- Education: B.A. in Economics (Honors) & Minor in International Development M.A. in Economics Ph.D. in Economics
- Alma mater: McGill University University of Toronto Massachusetts Institute of Technology
- Occupations: Associate Professor & Director of Research at the Pontifical Catholic University of Chile
- Website: https://sites.google.com/site/jeannelafortune/

= Jeanne Lafortune =

Canadian economist

Jeanne Lafortune is a Canadian economist who currently works as aa full professor in Economics and director of pesearch at the Pontifical Catholic University of Chile. She is also a researcher at the Abdul Latif Jameel Poverty Action Lab (J-PAL LAC), which is a global research center that aims to reduce poverty and improve life quality of people in the Caribbean and Latin America. Lafortune holds a Ph.D. in economics from the Massachusetts Institute of Technology (MIT), Cambridge, Massachusetts. Her research interests focus on three main fields, including economic history, family and development economics.

== Education and work ==

Lafortune graduated with a B.A. in economics (with honors) and Minor in international development from McGill University in 2002. She then received her M.A. in economics from the University of Toronto in 2003. She further pursued her studies and earned her Ph.D. in economics from the Massachusetts Institute of Technology (MIT) in 2008, where she wrote her final dissertation "Essays on Matching, Marriage and Human Capital Accumulation". She also served for the Government of Canada as an economist at the Economic Studies and Policy Analysis Division for the Department of Finance from 2003 to 2004.

== Career and research ==
Lafortune's research focus revolves around three fields:

- Labor Economics
- Family Economics
- Development Economics

=== Selected works ===

==== Working paper ====
“Baby Commodity-Booms? The Impact of Commodity Shocks on Fertility Decisions and Outcomes"
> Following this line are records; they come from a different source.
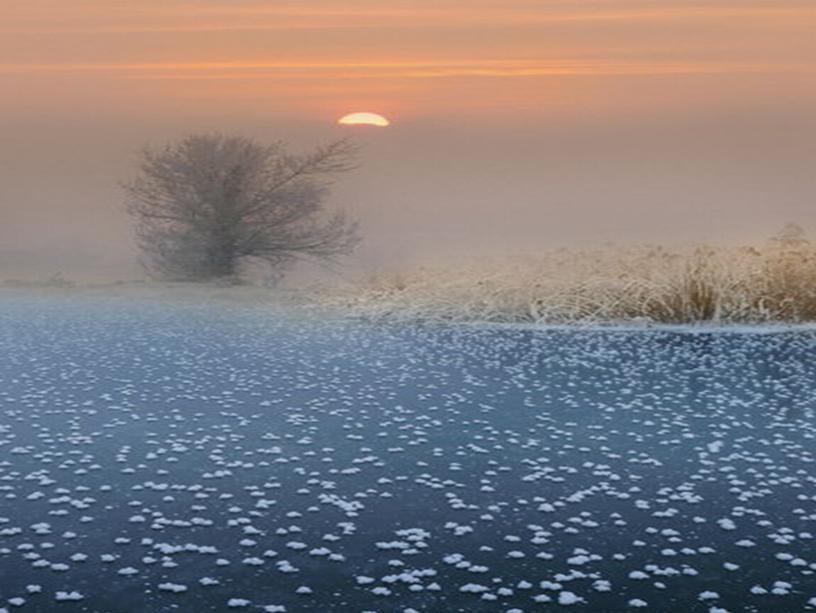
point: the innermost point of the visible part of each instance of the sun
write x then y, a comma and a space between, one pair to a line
364, 119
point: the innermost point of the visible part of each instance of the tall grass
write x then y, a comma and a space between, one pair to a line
776, 283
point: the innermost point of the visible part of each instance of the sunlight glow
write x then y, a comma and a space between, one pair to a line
364, 119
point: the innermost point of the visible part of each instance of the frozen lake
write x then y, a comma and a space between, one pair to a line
191, 458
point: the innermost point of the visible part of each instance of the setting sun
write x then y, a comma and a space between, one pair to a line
364, 119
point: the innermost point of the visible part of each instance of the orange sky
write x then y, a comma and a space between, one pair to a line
414, 58
515, 122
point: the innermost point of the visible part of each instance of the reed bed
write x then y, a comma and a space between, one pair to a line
776, 283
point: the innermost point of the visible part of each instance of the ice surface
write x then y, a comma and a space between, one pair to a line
184, 457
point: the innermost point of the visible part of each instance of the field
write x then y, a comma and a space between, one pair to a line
646, 284
160, 455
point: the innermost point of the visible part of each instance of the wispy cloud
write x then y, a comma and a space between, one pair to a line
389, 69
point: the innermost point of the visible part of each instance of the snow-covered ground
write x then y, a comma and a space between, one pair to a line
159, 456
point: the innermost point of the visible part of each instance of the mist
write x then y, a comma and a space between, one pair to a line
428, 187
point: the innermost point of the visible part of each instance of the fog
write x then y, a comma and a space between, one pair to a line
435, 187
516, 126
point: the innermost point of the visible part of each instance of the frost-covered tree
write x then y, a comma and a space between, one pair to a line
207, 203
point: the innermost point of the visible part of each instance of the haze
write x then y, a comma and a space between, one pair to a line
517, 125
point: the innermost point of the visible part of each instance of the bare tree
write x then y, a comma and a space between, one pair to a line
207, 203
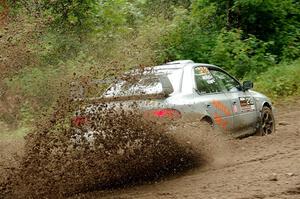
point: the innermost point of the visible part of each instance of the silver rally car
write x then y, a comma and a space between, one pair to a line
205, 91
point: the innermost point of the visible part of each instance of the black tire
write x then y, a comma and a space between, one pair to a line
267, 122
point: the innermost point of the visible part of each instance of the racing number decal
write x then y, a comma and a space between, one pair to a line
217, 117
247, 104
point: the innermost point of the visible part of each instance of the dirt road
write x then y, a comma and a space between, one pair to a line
255, 167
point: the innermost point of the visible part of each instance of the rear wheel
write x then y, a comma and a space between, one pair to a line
267, 123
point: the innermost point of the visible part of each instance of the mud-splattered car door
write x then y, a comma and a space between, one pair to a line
209, 93
242, 103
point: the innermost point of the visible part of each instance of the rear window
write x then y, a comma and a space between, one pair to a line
205, 82
135, 86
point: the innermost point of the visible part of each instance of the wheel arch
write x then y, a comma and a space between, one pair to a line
207, 119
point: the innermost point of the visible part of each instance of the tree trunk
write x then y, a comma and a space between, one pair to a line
229, 14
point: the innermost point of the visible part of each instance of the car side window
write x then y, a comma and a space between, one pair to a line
225, 81
205, 82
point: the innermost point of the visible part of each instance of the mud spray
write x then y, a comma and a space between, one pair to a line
126, 150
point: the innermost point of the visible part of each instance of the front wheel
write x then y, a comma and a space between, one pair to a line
267, 123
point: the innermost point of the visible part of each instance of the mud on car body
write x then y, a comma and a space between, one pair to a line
184, 89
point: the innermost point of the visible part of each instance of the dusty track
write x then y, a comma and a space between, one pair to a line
256, 167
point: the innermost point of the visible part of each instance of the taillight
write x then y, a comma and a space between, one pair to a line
79, 121
163, 113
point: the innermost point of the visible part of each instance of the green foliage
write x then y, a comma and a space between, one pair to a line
280, 81
241, 56
100, 38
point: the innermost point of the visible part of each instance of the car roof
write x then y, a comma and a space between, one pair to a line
180, 64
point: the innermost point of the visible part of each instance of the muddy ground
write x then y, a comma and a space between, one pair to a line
255, 167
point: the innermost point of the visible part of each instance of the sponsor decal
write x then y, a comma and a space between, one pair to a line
247, 104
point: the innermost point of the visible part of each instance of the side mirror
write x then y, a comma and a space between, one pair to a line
166, 85
247, 85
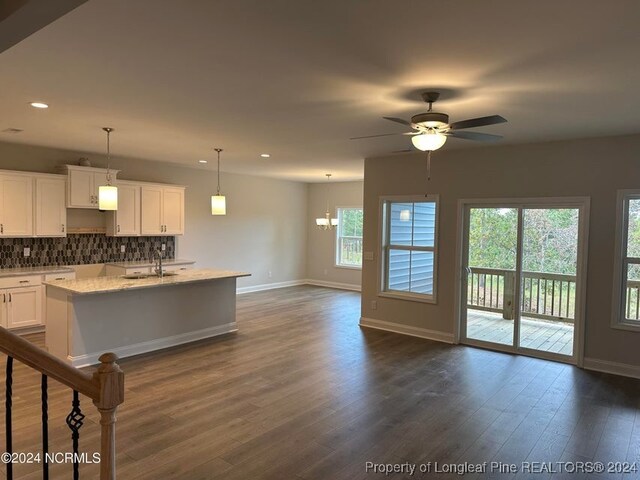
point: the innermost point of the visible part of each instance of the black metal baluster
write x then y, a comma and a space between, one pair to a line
45, 428
74, 421
8, 403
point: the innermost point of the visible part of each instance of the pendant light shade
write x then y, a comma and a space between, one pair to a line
218, 205
108, 194
218, 201
326, 222
429, 141
107, 197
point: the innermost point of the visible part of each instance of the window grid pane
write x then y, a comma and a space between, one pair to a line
410, 252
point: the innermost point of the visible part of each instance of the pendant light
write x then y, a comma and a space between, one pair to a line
326, 222
108, 194
218, 202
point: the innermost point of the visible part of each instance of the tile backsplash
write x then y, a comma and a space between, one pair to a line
80, 249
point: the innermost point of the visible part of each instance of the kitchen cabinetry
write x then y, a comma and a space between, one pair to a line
162, 210
16, 205
51, 209
125, 222
21, 299
83, 183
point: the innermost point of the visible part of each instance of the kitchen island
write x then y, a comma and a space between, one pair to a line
130, 316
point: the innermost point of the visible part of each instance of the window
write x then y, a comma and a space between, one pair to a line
409, 248
349, 238
627, 268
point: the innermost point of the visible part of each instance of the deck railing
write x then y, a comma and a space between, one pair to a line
550, 296
105, 387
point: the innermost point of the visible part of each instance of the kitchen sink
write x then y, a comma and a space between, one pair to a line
140, 276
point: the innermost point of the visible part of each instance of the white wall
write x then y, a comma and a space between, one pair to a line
265, 229
321, 247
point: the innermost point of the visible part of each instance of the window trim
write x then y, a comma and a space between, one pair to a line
337, 239
383, 237
621, 261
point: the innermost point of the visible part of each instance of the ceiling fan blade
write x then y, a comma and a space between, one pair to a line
478, 122
384, 135
477, 136
398, 120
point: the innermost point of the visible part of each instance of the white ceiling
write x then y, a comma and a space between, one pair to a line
296, 79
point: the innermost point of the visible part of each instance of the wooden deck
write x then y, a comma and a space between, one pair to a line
543, 335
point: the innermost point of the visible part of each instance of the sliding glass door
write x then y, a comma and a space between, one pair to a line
521, 277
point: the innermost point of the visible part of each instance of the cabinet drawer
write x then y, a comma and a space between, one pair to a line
12, 282
134, 270
60, 276
176, 268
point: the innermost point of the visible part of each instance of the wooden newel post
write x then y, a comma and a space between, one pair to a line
110, 380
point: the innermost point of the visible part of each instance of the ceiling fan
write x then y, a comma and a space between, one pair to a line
432, 129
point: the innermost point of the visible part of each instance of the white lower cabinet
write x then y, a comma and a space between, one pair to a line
21, 307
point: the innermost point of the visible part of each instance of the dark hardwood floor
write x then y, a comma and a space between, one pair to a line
301, 392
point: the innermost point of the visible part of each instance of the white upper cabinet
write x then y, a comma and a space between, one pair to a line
83, 183
125, 222
162, 210
16, 205
51, 208
173, 210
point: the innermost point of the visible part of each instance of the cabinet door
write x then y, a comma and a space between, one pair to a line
151, 211
51, 208
173, 211
16, 206
127, 217
81, 190
24, 306
3, 308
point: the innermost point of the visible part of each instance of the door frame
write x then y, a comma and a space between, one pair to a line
583, 204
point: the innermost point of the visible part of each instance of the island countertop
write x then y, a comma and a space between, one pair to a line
119, 283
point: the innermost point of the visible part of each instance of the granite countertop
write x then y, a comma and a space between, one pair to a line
16, 272
149, 263
119, 283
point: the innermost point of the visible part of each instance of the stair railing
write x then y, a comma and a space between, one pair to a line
105, 387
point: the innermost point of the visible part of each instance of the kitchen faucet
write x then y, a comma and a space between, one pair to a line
158, 264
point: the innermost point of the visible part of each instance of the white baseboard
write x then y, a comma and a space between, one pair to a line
341, 286
406, 330
269, 286
158, 344
615, 368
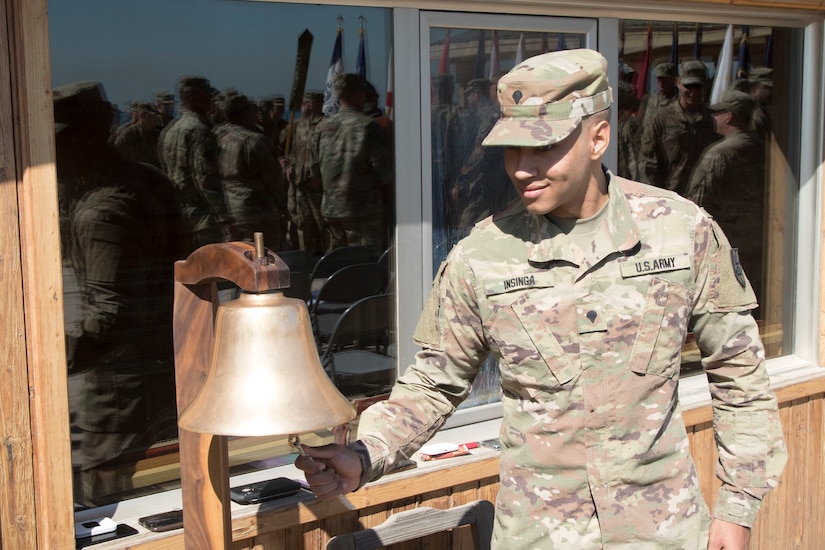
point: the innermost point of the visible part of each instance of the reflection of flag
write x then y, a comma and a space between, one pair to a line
444, 66
520, 49
724, 67
336, 65
744, 54
478, 69
494, 62
674, 45
390, 78
640, 76
361, 62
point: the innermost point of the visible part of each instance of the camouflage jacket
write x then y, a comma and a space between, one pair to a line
672, 143
594, 449
189, 154
253, 183
350, 155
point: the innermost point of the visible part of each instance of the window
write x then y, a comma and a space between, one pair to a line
176, 126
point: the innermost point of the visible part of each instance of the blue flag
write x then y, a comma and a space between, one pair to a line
744, 55
361, 62
336, 65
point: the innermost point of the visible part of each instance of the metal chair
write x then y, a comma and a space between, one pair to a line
420, 522
343, 288
356, 355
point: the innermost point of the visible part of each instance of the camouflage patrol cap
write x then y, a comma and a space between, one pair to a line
736, 102
144, 107
544, 99
761, 75
665, 69
80, 103
190, 84
314, 96
693, 72
164, 98
235, 103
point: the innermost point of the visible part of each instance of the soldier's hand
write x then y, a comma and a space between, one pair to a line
333, 470
728, 536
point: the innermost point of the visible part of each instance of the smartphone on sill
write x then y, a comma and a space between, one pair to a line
164, 521
262, 491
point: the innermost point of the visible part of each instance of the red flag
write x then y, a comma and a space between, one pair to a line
640, 77
494, 57
390, 78
444, 66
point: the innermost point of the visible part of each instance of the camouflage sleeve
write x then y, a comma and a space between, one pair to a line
746, 419
453, 347
204, 161
650, 163
700, 187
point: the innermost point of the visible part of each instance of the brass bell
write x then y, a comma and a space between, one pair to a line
265, 377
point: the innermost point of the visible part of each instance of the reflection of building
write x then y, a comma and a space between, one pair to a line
33, 399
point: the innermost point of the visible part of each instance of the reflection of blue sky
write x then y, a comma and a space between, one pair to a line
138, 47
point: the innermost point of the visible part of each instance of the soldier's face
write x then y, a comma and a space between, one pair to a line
555, 179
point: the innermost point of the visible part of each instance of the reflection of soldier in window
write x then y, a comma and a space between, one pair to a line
451, 140
729, 181
482, 186
123, 234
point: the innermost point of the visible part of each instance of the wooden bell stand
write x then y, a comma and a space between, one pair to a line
204, 458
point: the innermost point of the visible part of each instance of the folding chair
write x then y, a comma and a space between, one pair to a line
343, 288
356, 355
421, 522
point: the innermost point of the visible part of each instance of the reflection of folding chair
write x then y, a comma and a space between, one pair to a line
355, 356
420, 522
337, 258
341, 290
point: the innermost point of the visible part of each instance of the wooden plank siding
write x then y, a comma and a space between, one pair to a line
791, 516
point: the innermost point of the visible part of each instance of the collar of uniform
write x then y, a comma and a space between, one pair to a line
549, 244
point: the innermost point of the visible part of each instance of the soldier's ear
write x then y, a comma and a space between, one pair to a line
599, 137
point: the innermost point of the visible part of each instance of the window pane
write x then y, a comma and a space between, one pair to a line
152, 165
732, 154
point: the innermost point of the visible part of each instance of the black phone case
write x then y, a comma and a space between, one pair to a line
261, 491
165, 521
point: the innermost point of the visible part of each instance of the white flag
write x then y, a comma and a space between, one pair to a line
336, 66
724, 68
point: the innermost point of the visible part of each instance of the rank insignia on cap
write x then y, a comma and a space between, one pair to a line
737, 267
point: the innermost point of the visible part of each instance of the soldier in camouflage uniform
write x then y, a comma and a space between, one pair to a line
139, 141
674, 139
305, 192
585, 292
729, 181
666, 93
350, 157
189, 156
253, 183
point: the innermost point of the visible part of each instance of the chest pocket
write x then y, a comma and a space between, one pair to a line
532, 359
662, 329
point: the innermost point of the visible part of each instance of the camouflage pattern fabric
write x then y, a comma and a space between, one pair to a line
594, 449
672, 144
351, 158
253, 183
534, 112
135, 145
189, 153
729, 182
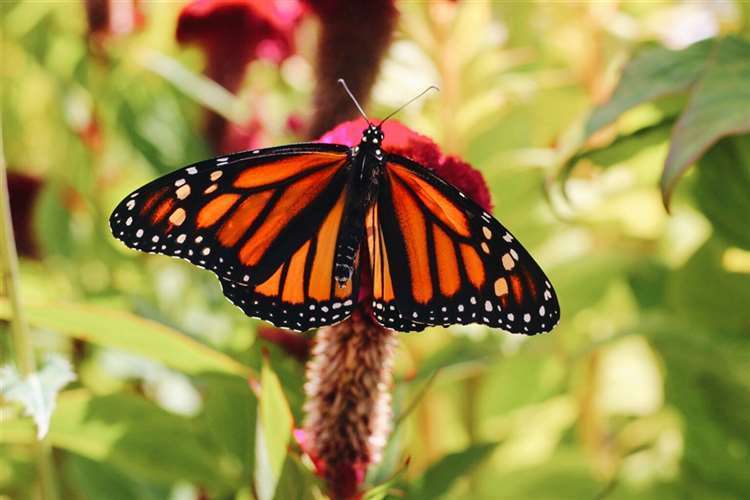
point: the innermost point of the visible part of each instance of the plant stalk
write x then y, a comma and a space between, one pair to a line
22, 348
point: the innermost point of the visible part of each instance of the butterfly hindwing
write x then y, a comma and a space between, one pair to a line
261, 220
442, 260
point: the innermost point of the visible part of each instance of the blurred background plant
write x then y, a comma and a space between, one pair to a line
641, 392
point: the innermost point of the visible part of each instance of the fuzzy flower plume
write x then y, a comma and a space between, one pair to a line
349, 372
354, 37
348, 401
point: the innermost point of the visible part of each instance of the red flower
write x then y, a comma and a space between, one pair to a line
23, 192
113, 17
234, 32
294, 344
354, 37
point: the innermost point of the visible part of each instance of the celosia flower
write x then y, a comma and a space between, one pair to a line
113, 17
401, 140
233, 33
354, 37
349, 374
294, 344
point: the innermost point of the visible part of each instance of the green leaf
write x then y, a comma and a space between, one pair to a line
440, 476
297, 482
101, 480
122, 330
715, 75
135, 436
566, 475
37, 391
653, 74
722, 187
273, 431
718, 107
623, 148
707, 381
706, 293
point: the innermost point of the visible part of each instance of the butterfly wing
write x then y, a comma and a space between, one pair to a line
264, 221
455, 263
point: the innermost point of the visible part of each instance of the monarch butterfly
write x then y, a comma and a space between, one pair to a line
287, 230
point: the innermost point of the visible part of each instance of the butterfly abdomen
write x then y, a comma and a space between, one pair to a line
363, 188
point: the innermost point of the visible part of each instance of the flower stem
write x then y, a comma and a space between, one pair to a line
24, 354
22, 348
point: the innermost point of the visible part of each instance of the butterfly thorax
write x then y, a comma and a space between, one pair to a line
366, 168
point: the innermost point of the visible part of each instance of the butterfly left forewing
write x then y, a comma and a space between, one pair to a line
264, 221
455, 263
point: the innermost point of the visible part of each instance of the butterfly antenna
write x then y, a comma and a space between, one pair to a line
431, 87
356, 103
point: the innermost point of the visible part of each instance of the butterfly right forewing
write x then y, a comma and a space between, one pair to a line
445, 260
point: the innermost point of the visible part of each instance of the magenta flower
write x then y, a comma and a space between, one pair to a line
233, 33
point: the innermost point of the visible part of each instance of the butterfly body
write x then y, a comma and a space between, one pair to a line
365, 169
288, 230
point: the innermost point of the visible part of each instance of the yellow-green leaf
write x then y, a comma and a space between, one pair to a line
125, 331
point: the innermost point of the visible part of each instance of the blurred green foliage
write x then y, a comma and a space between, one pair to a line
641, 392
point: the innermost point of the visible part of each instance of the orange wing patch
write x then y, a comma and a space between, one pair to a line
434, 200
162, 210
381, 272
284, 169
412, 223
294, 284
448, 275
215, 209
474, 265
322, 268
294, 199
271, 286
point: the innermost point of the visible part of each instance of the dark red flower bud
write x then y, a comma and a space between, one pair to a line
23, 191
294, 344
354, 38
113, 17
404, 141
235, 32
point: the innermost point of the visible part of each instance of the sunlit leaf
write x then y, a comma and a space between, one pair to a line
714, 73
438, 479
722, 186
122, 330
655, 73
37, 391
135, 436
717, 108
273, 431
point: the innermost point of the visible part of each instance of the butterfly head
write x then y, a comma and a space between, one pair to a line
372, 141
373, 134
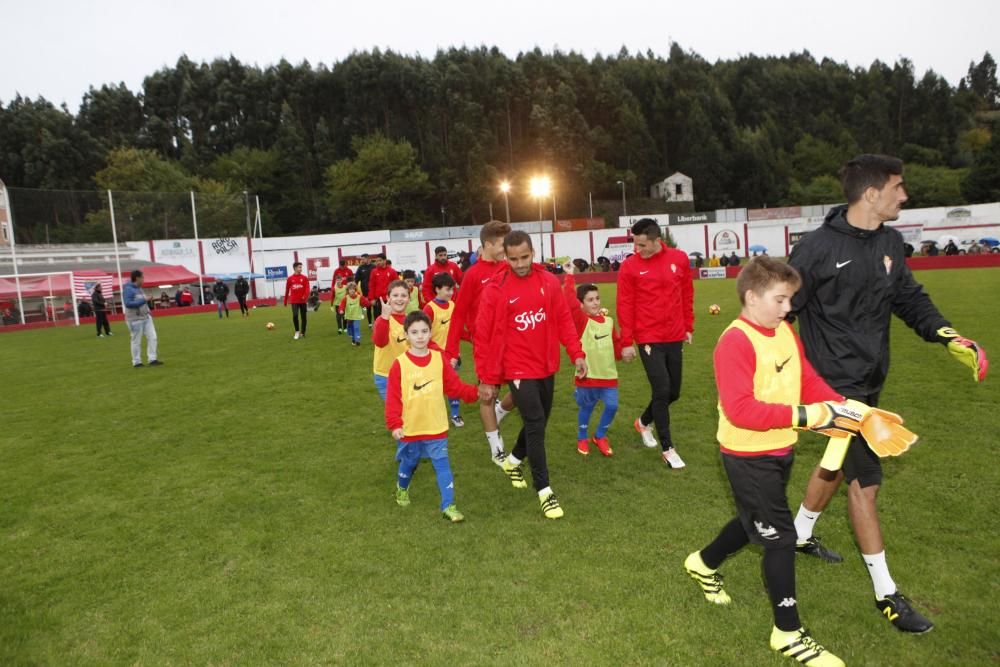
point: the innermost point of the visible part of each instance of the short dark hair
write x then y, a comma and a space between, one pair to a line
647, 227
416, 316
761, 273
585, 289
442, 280
517, 237
867, 171
493, 229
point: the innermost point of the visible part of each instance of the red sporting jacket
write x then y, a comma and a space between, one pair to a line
655, 298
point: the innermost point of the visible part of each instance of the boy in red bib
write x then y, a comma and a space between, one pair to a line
418, 381
763, 378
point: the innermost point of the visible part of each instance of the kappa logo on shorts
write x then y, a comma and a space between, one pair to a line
768, 533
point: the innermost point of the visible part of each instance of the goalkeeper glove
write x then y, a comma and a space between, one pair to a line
884, 434
965, 350
836, 420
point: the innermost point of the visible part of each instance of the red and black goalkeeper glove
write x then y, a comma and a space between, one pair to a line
965, 350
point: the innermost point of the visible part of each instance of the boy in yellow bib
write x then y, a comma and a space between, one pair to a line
415, 412
763, 378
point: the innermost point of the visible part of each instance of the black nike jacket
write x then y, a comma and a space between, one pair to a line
853, 281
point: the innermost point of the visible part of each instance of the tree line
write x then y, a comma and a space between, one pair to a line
383, 139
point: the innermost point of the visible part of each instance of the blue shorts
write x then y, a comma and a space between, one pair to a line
381, 382
422, 449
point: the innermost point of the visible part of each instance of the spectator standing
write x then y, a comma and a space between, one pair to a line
220, 290
441, 264
241, 288
139, 320
297, 293
100, 312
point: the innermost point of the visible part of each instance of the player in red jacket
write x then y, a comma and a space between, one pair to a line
656, 312
378, 283
297, 293
522, 320
463, 323
441, 264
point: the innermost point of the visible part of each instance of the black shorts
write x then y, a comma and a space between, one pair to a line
860, 462
758, 484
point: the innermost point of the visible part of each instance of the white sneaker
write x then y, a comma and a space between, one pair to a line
673, 459
646, 432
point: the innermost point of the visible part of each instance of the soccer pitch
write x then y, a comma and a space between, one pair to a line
234, 507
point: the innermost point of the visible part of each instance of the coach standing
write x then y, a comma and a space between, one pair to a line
297, 292
854, 278
139, 321
522, 320
656, 312
441, 264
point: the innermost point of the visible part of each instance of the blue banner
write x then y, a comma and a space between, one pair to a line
276, 272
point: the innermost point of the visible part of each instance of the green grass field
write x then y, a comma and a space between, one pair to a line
234, 507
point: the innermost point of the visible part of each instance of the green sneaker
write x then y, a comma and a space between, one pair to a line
550, 506
452, 514
515, 474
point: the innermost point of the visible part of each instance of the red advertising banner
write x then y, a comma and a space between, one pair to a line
313, 263
774, 213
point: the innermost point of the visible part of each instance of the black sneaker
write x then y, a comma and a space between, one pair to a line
813, 547
897, 609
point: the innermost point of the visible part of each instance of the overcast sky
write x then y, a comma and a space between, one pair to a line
57, 50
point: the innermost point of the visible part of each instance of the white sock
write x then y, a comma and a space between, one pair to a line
805, 521
881, 579
496, 442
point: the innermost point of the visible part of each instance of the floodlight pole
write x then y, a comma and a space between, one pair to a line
13, 248
118, 261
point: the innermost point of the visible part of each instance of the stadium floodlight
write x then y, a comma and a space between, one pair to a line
505, 189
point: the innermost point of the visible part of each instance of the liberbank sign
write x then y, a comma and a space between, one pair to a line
691, 218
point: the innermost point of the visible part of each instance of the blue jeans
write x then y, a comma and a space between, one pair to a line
587, 399
354, 330
409, 454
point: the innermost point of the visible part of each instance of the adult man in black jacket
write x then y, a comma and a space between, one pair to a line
221, 292
854, 278
241, 288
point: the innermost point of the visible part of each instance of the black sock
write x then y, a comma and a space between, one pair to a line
731, 539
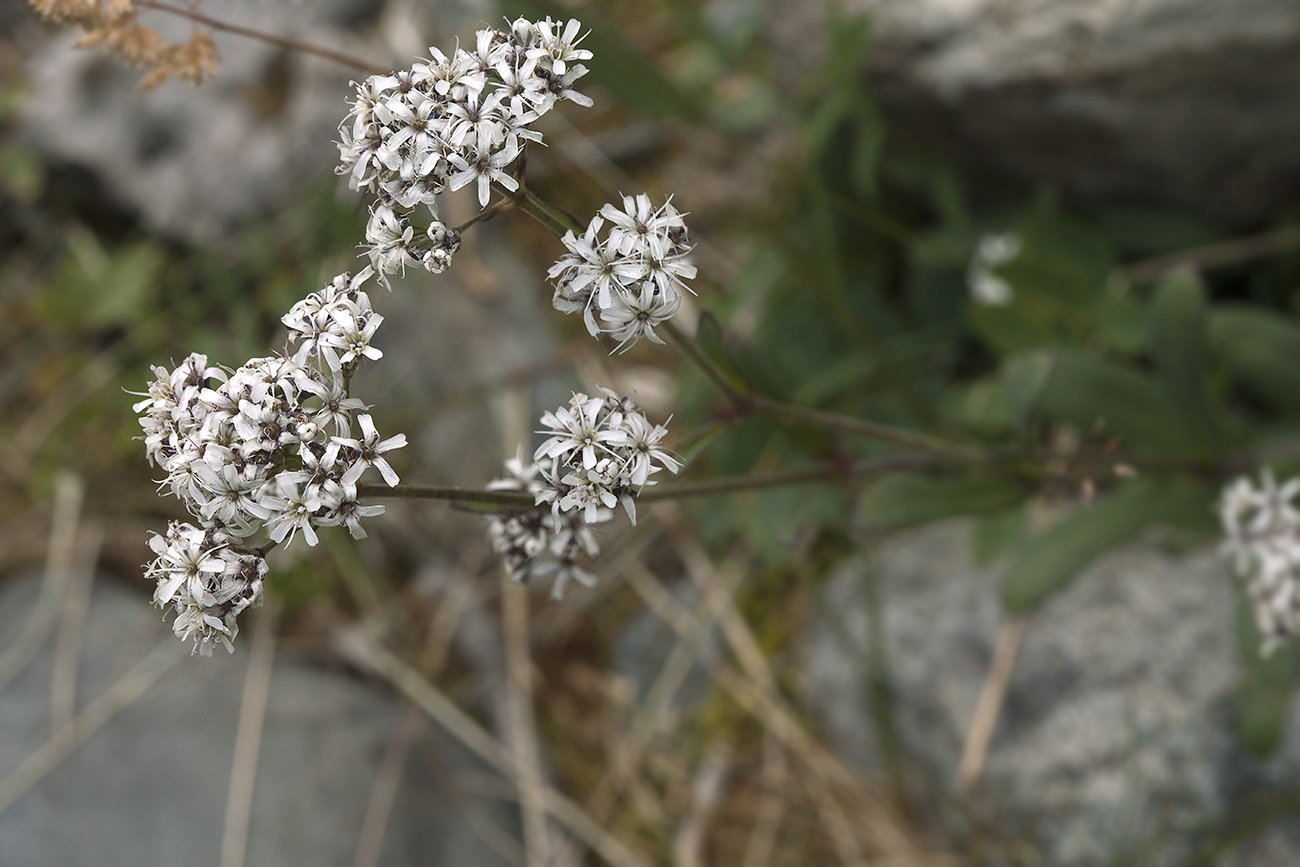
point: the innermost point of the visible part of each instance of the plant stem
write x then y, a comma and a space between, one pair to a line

In this research paper, Lafortune collaborates with Francisco Gallego to analyze how economic booms impact fertility rates of families in small, emerging, and open economies. Drawing from previous works on the topic, Lafortune re-evaluates empirical data that suggests a positive relationship between economic prosperity and birth rates and its relationship to family formation variance while there is limited evidence regarding the relationship between births and worse health outcomes of infants. For instance, the authors found that the birth rate increases during economically prosperous periods, but this is due to the expansion of families formed before the boom rather than the creation of new families during these periods. The opportunity costs faced by women to choose to have or not to have children are influenced by public policy. Additionally, the opportunity costs are different among women starting a family and women having more children, a present gap in previous literature. For example, for first-time mothers, an improvement in economic opportunities might reduce their desire to have a child since it interrupts their work life, however women who already have a child are less likely to be working and appear to be in favour of expanding their existing family during better economic conditions. In the future, Lafortune and Gallego suggest research to focus on the impact of fatherhood on their assessments.

==== Publication ====
"Marry for What?  Caste and Mate Selection in Modern India"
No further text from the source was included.